Picoteó el cadáver con la punta de la escopeta, sin que este mostrara algún signo de vida. Se acercó lentamente y cuidando todavía de que la zombi no despertara, le quitó la cadena de la mano y la miró con detalle bajo la luz de la luna que la ventana dejaba pasar.

"Solo Dios sabe porque hace las cosas" rezaba una inscripción en la cruz de la cadena.
– Sólo Dios sabe porque hace las cosas, leyó en voz alta varias veces don Arnulfo para sí mismo. Hizo una mueca de disgusto y se echó la cadena al bolsillo trasero. El pasillo había quedado completamente en silencio; lo único que se escuchaba en todo el lugar, eran las tripas del viejo, que no había comido en más de una semana.
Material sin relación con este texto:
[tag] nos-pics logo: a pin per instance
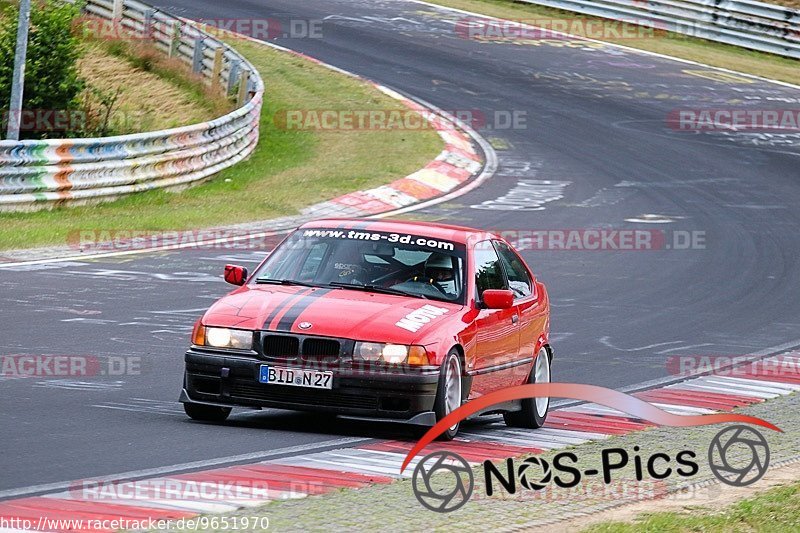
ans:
(444, 482)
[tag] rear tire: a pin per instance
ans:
(534, 410)
(206, 413)
(448, 395)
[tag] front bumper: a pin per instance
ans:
(232, 380)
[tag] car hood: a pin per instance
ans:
(330, 312)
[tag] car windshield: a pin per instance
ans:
(391, 263)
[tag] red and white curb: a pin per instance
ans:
(226, 489)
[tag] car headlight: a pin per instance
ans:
(237, 339)
(393, 354)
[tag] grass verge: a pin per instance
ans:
(174, 96)
(777, 509)
(693, 49)
(290, 169)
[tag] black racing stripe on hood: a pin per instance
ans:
(296, 310)
(280, 306)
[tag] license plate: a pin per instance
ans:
(295, 377)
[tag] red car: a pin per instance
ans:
(389, 320)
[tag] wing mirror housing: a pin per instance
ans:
(235, 275)
(497, 298)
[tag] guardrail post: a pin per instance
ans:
(233, 77)
(117, 9)
(175, 42)
(243, 87)
(216, 79)
(147, 31)
(197, 60)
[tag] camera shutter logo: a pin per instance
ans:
(443, 482)
(738, 455)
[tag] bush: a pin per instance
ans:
(52, 81)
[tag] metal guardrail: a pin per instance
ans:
(744, 23)
(37, 174)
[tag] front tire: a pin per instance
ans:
(206, 413)
(534, 410)
(448, 395)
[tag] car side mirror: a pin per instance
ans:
(497, 298)
(235, 275)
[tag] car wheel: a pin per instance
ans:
(206, 413)
(448, 395)
(534, 410)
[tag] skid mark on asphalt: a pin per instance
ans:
(144, 405)
(69, 384)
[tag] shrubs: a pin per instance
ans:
(52, 81)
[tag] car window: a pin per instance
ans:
(518, 279)
(488, 272)
(313, 260)
(405, 264)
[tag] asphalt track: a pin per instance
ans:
(596, 121)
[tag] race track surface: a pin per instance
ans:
(595, 147)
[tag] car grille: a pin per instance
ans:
(303, 348)
(281, 346)
(249, 390)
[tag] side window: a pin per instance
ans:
(518, 279)
(488, 272)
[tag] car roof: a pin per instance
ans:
(459, 234)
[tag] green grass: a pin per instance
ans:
(775, 510)
(290, 169)
(700, 50)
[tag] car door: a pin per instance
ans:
(532, 315)
(497, 330)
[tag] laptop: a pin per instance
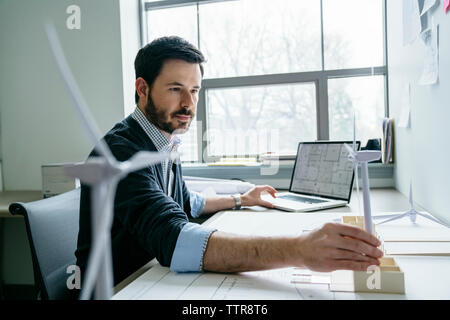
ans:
(322, 178)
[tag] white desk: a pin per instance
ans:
(425, 277)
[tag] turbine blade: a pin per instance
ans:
(411, 203)
(75, 94)
(357, 189)
(144, 159)
(354, 130)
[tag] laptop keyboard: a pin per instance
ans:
(300, 199)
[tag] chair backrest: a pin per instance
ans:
(52, 227)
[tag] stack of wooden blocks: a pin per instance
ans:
(385, 278)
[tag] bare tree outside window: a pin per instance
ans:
(265, 37)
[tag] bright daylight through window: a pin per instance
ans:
(279, 72)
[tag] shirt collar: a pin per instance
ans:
(160, 141)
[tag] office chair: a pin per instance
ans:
(52, 228)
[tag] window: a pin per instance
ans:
(279, 72)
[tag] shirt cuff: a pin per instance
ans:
(197, 201)
(190, 247)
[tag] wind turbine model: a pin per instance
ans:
(362, 158)
(102, 174)
(411, 213)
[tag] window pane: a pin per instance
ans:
(366, 96)
(179, 21)
(353, 33)
(189, 145)
(253, 120)
(253, 37)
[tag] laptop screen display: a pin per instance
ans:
(323, 169)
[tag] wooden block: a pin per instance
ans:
(385, 278)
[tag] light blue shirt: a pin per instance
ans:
(193, 238)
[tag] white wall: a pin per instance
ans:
(422, 152)
(38, 124)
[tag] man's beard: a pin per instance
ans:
(160, 118)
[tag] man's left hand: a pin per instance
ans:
(253, 196)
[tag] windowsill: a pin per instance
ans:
(380, 175)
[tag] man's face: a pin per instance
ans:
(172, 102)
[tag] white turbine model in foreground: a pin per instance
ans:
(411, 213)
(362, 158)
(102, 174)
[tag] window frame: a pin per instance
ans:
(319, 78)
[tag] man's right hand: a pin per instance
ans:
(338, 246)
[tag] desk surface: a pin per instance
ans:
(425, 277)
(8, 197)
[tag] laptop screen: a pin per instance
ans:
(323, 169)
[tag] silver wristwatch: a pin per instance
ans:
(237, 199)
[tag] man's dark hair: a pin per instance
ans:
(150, 59)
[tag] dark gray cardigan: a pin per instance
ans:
(146, 222)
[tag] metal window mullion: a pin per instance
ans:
(322, 108)
(322, 37)
(288, 78)
(201, 130)
(385, 52)
(164, 4)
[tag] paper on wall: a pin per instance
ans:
(427, 5)
(430, 73)
(411, 21)
(405, 112)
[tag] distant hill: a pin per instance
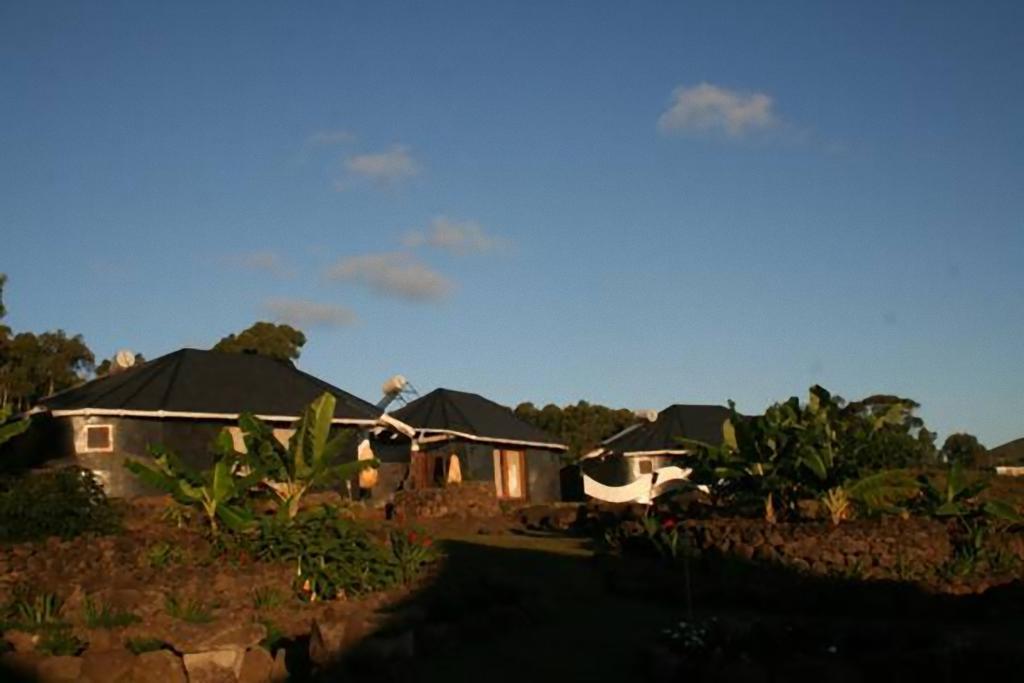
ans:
(1008, 454)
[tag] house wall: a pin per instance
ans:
(477, 463)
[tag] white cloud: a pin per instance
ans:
(309, 313)
(458, 237)
(325, 138)
(710, 109)
(392, 273)
(389, 166)
(263, 261)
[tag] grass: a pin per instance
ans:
(100, 615)
(193, 610)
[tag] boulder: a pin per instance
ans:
(257, 667)
(58, 670)
(214, 666)
(327, 640)
(107, 666)
(161, 666)
(189, 638)
(280, 672)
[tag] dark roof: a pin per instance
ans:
(470, 415)
(211, 383)
(1009, 454)
(701, 423)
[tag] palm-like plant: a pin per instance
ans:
(310, 459)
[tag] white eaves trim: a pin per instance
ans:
(489, 439)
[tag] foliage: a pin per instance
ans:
(141, 644)
(192, 610)
(101, 615)
(964, 449)
(413, 550)
(60, 642)
(582, 427)
(309, 460)
(276, 341)
(333, 556)
(66, 503)
(216, 492)
(797, 452)
(958, 497)
(266, 597)
(9, 431)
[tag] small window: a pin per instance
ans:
(98, 438)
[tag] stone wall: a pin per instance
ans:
(466, 500)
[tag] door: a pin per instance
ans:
(510, 474)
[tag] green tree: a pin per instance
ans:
(582, 426)
(964, 449)
(278, 341)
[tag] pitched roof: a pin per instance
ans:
(701, 423)
(1009, 454)
(192, 383)
(473, 417)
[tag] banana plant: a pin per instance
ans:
(310, 459)
(9, 431)
(217, 492)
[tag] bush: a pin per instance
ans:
(66, 503)
(334, 557)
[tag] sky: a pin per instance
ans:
(633, 204)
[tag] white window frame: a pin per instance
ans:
(110, 440)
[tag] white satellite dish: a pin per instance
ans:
(394, 385)
(124, 358)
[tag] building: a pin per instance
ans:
(181, 401)
(648, 459)
(461, 436)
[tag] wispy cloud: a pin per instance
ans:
(325, 138)
(711, 109)
(267, 262)
(393, 273)
(457, 237)
(310, 313)
(390, 166)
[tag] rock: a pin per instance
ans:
(161, 666)
(327, 639)
(214, 666)
(107, 667)
(257, 667)
(22, 640)
(189, 638)
(58, 670)
(280, 672)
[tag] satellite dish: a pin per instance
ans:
(394, 385)
(124, 358)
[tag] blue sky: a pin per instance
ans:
(635, 204)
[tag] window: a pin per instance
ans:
(98, 438)
(510, 473)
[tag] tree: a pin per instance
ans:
(582, 426)
(964, 449)
(276, 341)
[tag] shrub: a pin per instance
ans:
(66, 503)
(100, 615)
(192, 610)
(334, 557)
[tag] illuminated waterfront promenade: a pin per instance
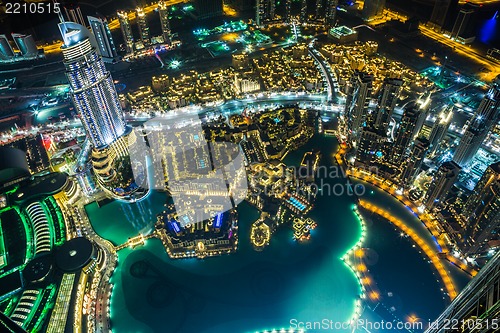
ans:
(430, 251)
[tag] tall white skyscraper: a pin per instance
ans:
(481, 124)
(165, 23)
(92, 89)
(128, 37)
(143, 26)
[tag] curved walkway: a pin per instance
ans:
(430, 252)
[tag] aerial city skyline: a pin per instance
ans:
(297, 166)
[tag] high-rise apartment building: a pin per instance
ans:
(303, 11)
(165, 22)
(320, 13)
(439, 129)
(208, 8)
(74, 13)
(370, 145)
(106, 46)
(6, 52)
(331, 12)
(96, 101)
(486, 116)
(357, 101)
(128, 37)
(92, 89)
(142, 23)
(387, 100)
(442, 182)
(414, 162)
(404, 134)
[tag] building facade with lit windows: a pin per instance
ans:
(387, 100)
(481, 213)
(331, 12)
(96, 100)
(357, 101)
(483, 121)
(92, 89)
(6, 52)
(442, 182)
(412, 165)
(126, 29)
(404, 134)
(100, 29)
(439, 129)
(165, 22)
(142, 23)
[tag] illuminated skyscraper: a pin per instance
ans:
(74, 13)
(481, 124)
(441, 12)
(128, 38)
(477, 307)
(303, 11)
(331, 12)
(92, 89)
(441, 184)
(320, 9)
(387, 101)
(100, 29)
(6, 52)
(412, 165)
(26, 44)
(439, 129)
(404, 134)
(165, 22)
(370, 145)
(208, 8)
(143, 26)
(96, 100)
(481, 212)
(373, 8)
(423, 104)
(357, 101)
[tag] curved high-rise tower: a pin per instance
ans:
(92, 88)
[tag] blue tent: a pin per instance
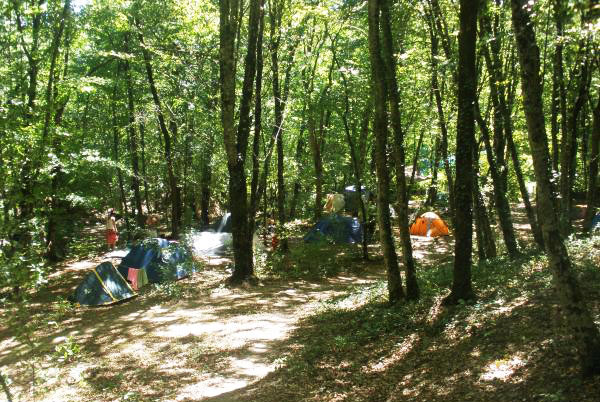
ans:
(595, 223)
(341, 229)
(104, 285)
(162, 260)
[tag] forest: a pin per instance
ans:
(184, 117)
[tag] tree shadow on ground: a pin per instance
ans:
(510, 345)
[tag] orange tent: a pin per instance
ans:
(429, 224)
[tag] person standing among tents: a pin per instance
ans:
(112, 233)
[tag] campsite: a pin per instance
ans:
(291, 200)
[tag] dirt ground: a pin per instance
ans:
(198, 340)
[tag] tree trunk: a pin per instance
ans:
(133, 145)
(501, 201)
(465, 141)
(569, 141)
(581, 323)
(236, 143)
(144, 174)
(254, 184)
(441, 119)
(176, 212)
(354, 159)
(123, 204)
(379, 96)
(412, 288)
(415, 163)
(486, 241)
(592, 190)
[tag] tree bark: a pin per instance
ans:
(569, 141)
(579, 319)
(412, 288)
(354, 159)
(254, 183)
(236, 142)
(465, 141)
(176, 208)
(379, 96)
(441, 119)
(133, 146)
(592, 190)
(501, 204)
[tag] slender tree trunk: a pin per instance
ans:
(569, 141)
(465, 141)
(298, 158)
(135, 179)
(172, 178)
(144, 174)
(379, 96)
(581, 323)
(486, 243)
(254, 184)
(501, 201)
(441, 120)
(415, 162)
(592, 190)
(354, 160)
(433, 186)
(123, 204)
(412, 288)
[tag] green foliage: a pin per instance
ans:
(310, 260)
(67, 351)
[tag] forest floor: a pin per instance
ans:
(316, 328)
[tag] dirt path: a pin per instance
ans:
(191, 340)
(184, 341)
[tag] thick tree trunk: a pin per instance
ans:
(592, 190)
(501, 204)
(581, 323)
(465, 141)
(379, 95)
(236, 143)
(412, 288)
(354, 160)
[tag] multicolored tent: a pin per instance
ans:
(341, 229)
(430, 225)
(104, 285)
(162, 260)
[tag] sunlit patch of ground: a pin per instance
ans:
(281, 340)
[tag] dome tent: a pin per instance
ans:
(430, 225)
(104, 285)
(162, 260)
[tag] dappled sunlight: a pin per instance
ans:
(395, 356)
(502, 369)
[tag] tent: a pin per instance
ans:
(595, 223)
(104, 285)
(335, 203)
(429, 224)
(162, 260)
(351, 198)
(342, 229)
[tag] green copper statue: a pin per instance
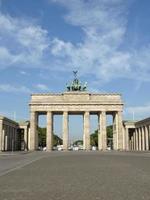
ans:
(76, 85)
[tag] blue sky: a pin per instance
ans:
(42, 41)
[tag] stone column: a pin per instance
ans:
(132, 147)
(3, 140)
(143, 138)
(102, 131)
(119, 133)
(1, 134)
(137, 143)
(124, 138)
(127, 139)
(118, 138)
(140, 139)
(65, 130)
(86, 133)
(134, 141)
(33, 130)
(25, 138)
(146, 138)
(49, 135)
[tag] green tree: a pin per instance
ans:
(42, 138)
(78, 142)
(94, 136)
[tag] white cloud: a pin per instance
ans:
(14, 89)
(21, 42)
(104, 24)
(42, 87)
(100, 53)
(137, 112)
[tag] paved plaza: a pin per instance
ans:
(75, 176)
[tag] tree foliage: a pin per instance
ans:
(94, 136)
(42, 138)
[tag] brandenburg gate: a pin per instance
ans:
(76, 100)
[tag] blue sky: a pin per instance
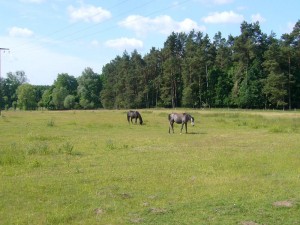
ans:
(48, 37)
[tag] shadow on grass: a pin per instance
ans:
(196, 132)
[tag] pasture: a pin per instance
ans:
(92, 167)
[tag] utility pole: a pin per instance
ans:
(1, 49)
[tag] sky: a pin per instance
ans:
(50, 37)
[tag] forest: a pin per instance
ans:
(252, 70)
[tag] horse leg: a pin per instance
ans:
(181, 127)
(171, 126)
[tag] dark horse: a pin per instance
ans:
(134, 115)
(182, 118)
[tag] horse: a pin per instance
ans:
(134, 115)
(182, 118)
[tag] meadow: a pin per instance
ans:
(92, 167)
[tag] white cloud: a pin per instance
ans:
(224, 17)
(257, 17)
(124, 43)
(88, 13)
(216, 2)
(163, 24)
(19, 32)
(32, 1)
(41, 65)
(222, 2)
(95, 43)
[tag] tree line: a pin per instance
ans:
(252, 70)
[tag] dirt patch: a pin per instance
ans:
(249, 223)
(283, 204)
(99, 211)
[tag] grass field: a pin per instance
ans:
(92, 167)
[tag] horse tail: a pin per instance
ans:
(140, 117)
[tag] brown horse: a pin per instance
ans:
(182, 118)
(134, 115)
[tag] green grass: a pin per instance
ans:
(92, 167)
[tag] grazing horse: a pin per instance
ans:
(134, 115)
(182, 118)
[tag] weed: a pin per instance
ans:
(111, 145)
(67, 148)
(50, 123)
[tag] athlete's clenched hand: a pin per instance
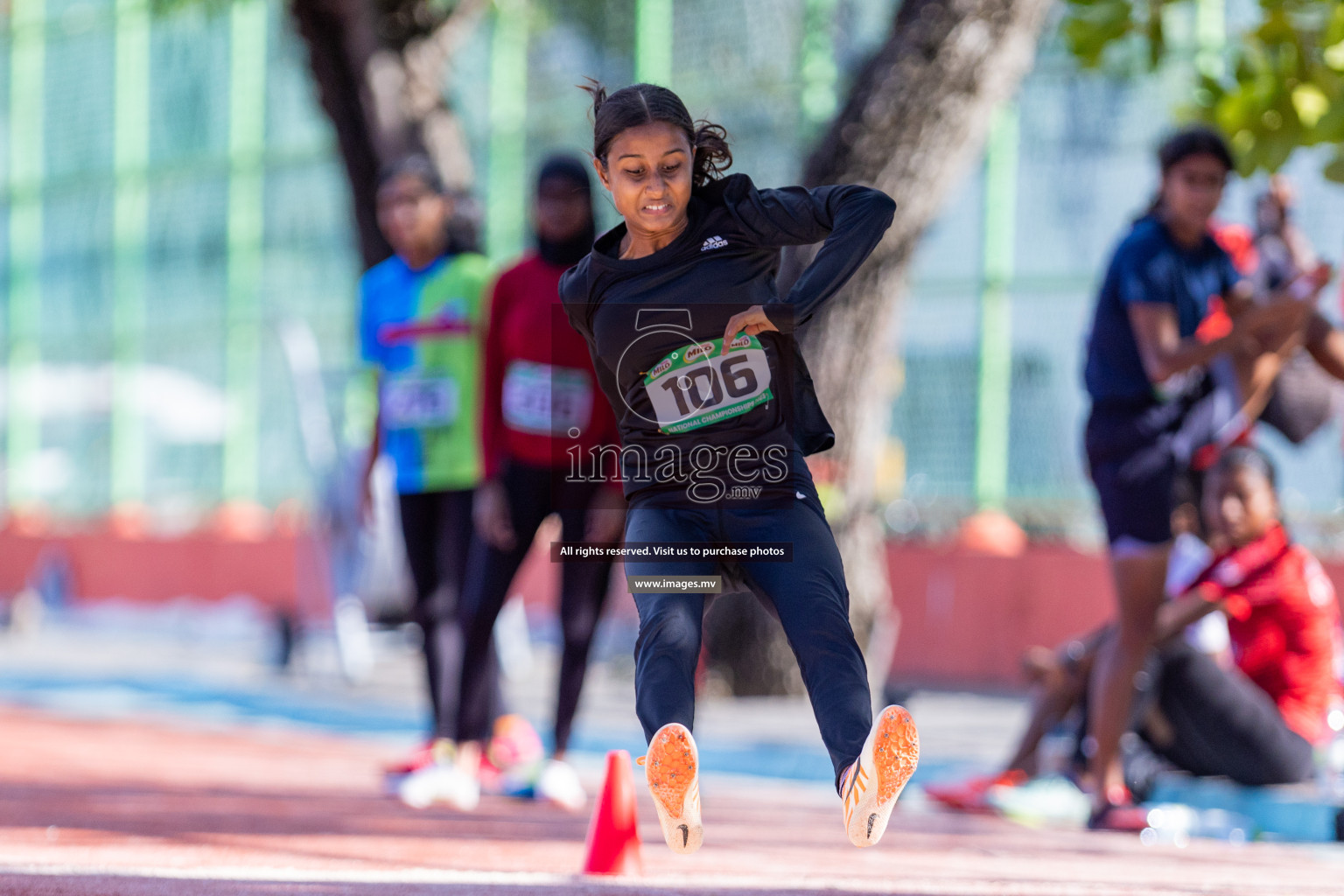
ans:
(752, 320)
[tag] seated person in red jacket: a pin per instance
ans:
(1256, 723)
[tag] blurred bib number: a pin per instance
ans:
(414, 402)
(544, 399)
(697, 386)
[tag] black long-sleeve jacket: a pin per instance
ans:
(654, 329)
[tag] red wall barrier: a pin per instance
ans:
(965, 618)
(286, 572)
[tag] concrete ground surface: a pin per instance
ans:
(152, 757)
(137, 808)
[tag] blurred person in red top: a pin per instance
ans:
(541, 410)
(1258, 722)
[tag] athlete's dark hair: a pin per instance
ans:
(1196, 140)
(1241, 457)
(642, 105)
(416, 165)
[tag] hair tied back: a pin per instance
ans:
(597, 92)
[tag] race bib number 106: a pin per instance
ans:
(699, 384)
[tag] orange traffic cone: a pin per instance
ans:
(613, 841)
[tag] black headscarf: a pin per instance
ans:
(569, 251)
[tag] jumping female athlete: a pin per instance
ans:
(715, 410)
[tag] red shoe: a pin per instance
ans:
(418, 760)
(970, 794)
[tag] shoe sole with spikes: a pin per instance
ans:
(672, 767)
(889, 760)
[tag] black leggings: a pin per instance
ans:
(1222, 723)
(437, 528)
(533, 494)
(808, 594)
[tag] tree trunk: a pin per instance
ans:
(917, 116)
(383, 101)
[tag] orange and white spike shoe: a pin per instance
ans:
(872, 785)
(672, 767)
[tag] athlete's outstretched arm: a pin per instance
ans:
(851, 220)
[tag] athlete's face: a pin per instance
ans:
(413, 216)
(1193, 188)
(648, 172)
(1241, 504)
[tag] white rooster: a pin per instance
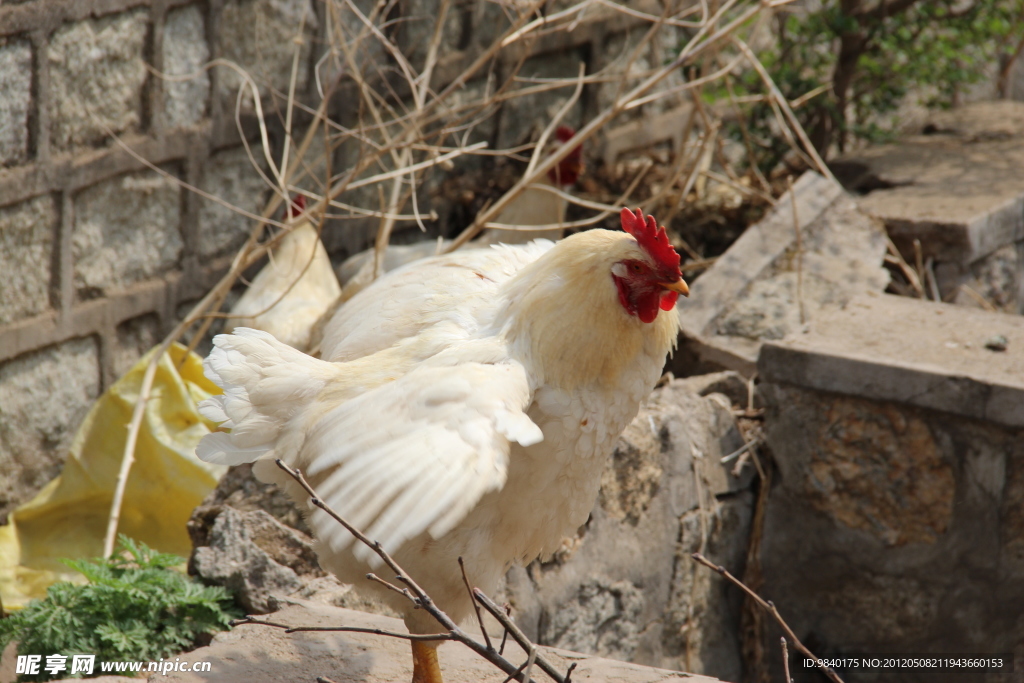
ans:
(535, 206)
(465, 408)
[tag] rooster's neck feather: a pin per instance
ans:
(563, 315)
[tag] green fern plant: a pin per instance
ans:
(135, 607)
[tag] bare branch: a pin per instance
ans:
(827, 671)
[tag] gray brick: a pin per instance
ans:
(45, 395)
(134, 338)
(15, 83)
(184, 52)
(258, 36)
(96, 77)
(26, 250)
(126, 230)
(229, 175)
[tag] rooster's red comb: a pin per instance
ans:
(651, 239)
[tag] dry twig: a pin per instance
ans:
(767, 605)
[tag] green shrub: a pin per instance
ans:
(135, 607)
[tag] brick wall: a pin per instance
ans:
(100, 256)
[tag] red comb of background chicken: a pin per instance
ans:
(567, 171)
(652, 239)
(297, 206)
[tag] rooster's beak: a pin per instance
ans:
(678, 286)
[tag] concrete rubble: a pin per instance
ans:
(957, 189)
(898, 524)
(773, 279)
(267, 654)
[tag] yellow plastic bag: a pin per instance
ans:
(68, 518)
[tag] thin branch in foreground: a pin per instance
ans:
(785, 660)
(423, 601)
(767, 604)
(476, 605)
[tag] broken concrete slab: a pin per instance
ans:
(267, 654)
(769, 284)
(956, 189)
(916, 352)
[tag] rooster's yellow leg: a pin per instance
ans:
(425, 667)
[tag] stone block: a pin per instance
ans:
(230, 176)
(127, 229)
(185, 51)
(15, 83)
(253, 652)
(96, 76)
(45, 394)
(898, 437)
(27, 233)
(417, 30)
(258, 35)
(956, 188)
(134, 338)
(522, 119)
(766, 286)
(625, 586)
(921, 353)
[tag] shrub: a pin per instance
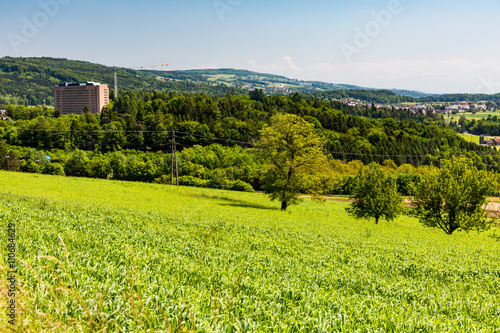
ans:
(191, 181)
(239, 185)
(53, 169)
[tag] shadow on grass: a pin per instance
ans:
(233, 202)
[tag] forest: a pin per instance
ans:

Regresó por donde había venido. Su nieto descansaba en la cama improvisada con el pie derecho fuera de las cobijas. El fuego seguía iluminando la cocina y Don Arnulfo, con el corazón tranquilo, y las fuerzas renovadas, alcanzó a ver una botella de licor encima de la alacena.
– Por lo menos hay algo bueno el día de hoy –pensó.
Caminó directo hacia la alacena y bajó la botella que se encontraba encima. Destapó el corcho y se escuchó un "pop" que resonó por toda la cocina. Le dio un trago grande y carraspeó un poco.
– Ojalá que todo mejore hijo – hablaba dirigiéndose a su nieto, perdido en el quinto sueño. – Ojalá que todo mejore hijo, no sé cuanto más podremos aguantar de esta forma, pero estoy seguro que el día que yo falte, tu sabrás cómo sobrevivir. Eres inteligente igual que tu padre, y muy capaz y valiente como tu madre, me da mucho orgullo tener un nieto como tu. Te amo Joseph...


"El viejo Don Arnulfo cerró los ojos, y jamás volvió a despertar."